Voltage gain = (output voltage) / (Differential input voltage)
That is, A = Vo/Vid
Because the output signal amplitude is much larger than the input signal, the voltage gain is commonly called large-signal voltage gain.
12. Output Voltage Swing
The difference between positive saturation voltage and negative saturation voltage is called output voltage swing.
13. Output Short-Circuit Current
The output short circuit current is the value of output current that is allowed to flow by the internal short circuit protection circuitry, if the output is shorted to ground. It is denoted by ISC.
14. Slew Rate
Slew rate is defined as the maximum rate of change of output voltage per unit of time and is expressed in volts per microseconds. In equation,
SR = dVo/dt | maximum V/µs
Slew rate indicates how rapidly the output of an op-amp can change in response to changes in the input frequency.

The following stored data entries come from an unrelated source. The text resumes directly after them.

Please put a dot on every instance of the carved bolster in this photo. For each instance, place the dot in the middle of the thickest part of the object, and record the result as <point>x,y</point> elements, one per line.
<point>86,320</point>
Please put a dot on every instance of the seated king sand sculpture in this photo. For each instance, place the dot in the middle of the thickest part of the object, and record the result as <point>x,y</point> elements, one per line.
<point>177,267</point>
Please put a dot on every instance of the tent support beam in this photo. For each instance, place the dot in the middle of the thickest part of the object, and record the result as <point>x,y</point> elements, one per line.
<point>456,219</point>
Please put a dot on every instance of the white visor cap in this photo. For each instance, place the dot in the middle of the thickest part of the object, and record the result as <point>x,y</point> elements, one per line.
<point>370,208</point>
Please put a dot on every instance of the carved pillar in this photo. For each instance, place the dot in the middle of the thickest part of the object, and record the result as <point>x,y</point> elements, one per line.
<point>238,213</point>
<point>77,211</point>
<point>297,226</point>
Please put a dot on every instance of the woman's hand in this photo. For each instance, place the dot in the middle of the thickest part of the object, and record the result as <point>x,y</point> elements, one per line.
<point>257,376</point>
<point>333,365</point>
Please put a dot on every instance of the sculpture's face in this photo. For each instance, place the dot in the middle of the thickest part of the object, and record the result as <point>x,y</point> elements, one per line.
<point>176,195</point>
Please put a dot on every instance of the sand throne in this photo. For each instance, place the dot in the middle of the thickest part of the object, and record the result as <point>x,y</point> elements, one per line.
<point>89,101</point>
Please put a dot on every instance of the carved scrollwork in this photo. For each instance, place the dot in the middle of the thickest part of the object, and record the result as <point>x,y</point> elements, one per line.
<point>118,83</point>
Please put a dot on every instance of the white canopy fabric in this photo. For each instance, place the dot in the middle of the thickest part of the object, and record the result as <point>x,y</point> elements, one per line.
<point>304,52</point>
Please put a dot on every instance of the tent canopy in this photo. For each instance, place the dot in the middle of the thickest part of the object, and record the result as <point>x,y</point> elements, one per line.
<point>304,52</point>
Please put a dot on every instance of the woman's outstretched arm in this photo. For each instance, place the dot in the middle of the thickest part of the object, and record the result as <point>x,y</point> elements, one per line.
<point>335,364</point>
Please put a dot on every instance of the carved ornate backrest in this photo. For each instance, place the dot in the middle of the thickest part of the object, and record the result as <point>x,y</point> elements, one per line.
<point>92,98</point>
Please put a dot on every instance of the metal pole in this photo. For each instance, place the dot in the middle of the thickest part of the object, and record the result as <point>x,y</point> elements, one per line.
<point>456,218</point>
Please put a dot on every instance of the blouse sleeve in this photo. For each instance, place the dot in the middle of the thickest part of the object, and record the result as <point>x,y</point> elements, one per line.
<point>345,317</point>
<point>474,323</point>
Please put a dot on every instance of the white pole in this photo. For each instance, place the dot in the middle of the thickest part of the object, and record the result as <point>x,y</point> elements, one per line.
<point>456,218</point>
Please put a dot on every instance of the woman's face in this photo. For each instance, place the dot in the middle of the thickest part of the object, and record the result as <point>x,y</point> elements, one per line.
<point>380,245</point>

15. Gain Bandwidth Product
Gain bandwidth product (GB) is the bandwidth of the op-amp when the voltage gain is 1.
For 741 op-amp GB is 1MHz. GB is also known as closed-loop bandwidth, unity gain bandwidth and small signal bandwidth.
16. Supply Voltages
It is defined as voltage applied to op-amp from power supply. Some op-amps use dual power supply and some use a single polarity supply voltage.
The dual supply voltage is typically ±15V while a single polarity supply is typically +12V or +15V.
17. Supply Current
It is defined as current drawn by the op-amp from the power supply.
Ideal Op-amp Electrical Characteristics
An ideal op-amp would exhibit the following electrical characteristics.
- Infinite input resistance (Ri=∞) so that almost any signal source can drive it and there is no loading of the preceding stage.
- Zero output resistance (RO=∞) so that the output can drive an infinite number of other devices.
- Infinite voltage gain (A= ∞).
- Zero offset voltage (Vio=0) so that zero output voltage when input voltage is zero.
- Infinite bandwidth (BW=∞) so that any frequency signal from 0 to ∞ Hz can be amplified without attenuation.
- Infinite common-mode rejection ratio (CMRR=∞) so that the output common-mode noise voltage is zero.
- Zero Supply Voltage Rejection Ratio (SVRR=0) so that output voltage does not change due to fluctuation in supply voltage.
- Infinite slew rate (SR=∞) so that output voltage changes occur simultaneously with input voltage changes.
Ideal and Typical Values of IC LM741
Ideal characteristics of Op-amps are the expected values from any Op-amp. Typical values are practical values because ideal parameters never exist in reality. Practically a good op-amp should have minimum value, if ideal value is zero and should have very very high value of parameter if ideal value is infinite.